B. Thoma is associate professor, Department of Emergency Medicine, University of Saskatchewan, Saskatoon, Saskatchewan, Canada, and clinician educator, Royal College of Physicians and Surgeons of Canada, Ottawa, Ontario, Canada; ORCID: https://orcid.org/0000-0003-1124-5786 .
R.H. Ellaway is professor, Department of Community Health Sciences, and director, Office of Health and Medical Education Scholarship, Cumming School of Medicine, University of Calgary, Calgary, Alberta, Canada; ORCID: https://orcid.org/0000-0002-3759-6624 .
Acad Med. 2021 Jul 1;96(7S):S89-S95. doi: 10.1097/ACM.0000000000004092.
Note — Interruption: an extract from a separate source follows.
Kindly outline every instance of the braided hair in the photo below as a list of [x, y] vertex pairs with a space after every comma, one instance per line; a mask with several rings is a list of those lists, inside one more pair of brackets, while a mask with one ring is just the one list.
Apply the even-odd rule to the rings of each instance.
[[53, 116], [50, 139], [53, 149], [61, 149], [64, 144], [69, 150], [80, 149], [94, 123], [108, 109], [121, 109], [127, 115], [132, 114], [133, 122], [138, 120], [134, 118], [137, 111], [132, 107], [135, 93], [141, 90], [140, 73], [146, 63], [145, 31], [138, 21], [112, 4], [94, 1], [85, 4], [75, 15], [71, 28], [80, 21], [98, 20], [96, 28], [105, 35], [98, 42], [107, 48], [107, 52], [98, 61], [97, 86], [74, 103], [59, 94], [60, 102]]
The transition to the assessment of entrustable professional activities as part of competency-based medical education (CBME) has substantially increased the number of assessments completed on each trainee. Many CBME programs are having difficulty synthesizing the increased amount of assessment data. Learning analytics are a way of addressing this by systematically drawing inferences from large datasets to support trainee learning, faculty development, and program evaluation. Early work in this field has tended to emphasize the significant potential of analytics in medical education. However, concerns have been raised regarding data security, data ownership, validity, and other issues that could transform these dreams into nightmares. In this paper, the authors explore these contrasting perspectives by alternately describing utopian and dystopian futures for learning analytics within CBME. Seeing learning analytics as an important way to maximize the value of CBME assessment data for organizational development, they argue that their implementation should continue within the guidance of an ethical framework.
向基于能力的医学教育(CBME)中可委托专业活动评估的转变,大大增加了每个学员完成的评估数量。许多 CBME 项目在综合大量评估数据方面遇到了困难。学习分析是一种通过系统地从大数据集中得出推论来支持学员学习、教师发展和项目评估的方法。该领域的早期工作往往强调分析在医学教育中的巨大潜力。然而,人们对数据安全、数据所有权、有效性和其他可能将这些梦想变为噩梦的问题表示担忧。在本文中,作者通过交替描述 CBME 中学习分析的乌托邦和反乌托邦未来,探讨了这些相互矛盾的观点。作者将学习分析视为最大化 CBME 评估数据在组织发展方面价值的重要途径,他们认为,在伦理框架的指导下,应该继续实施其应用。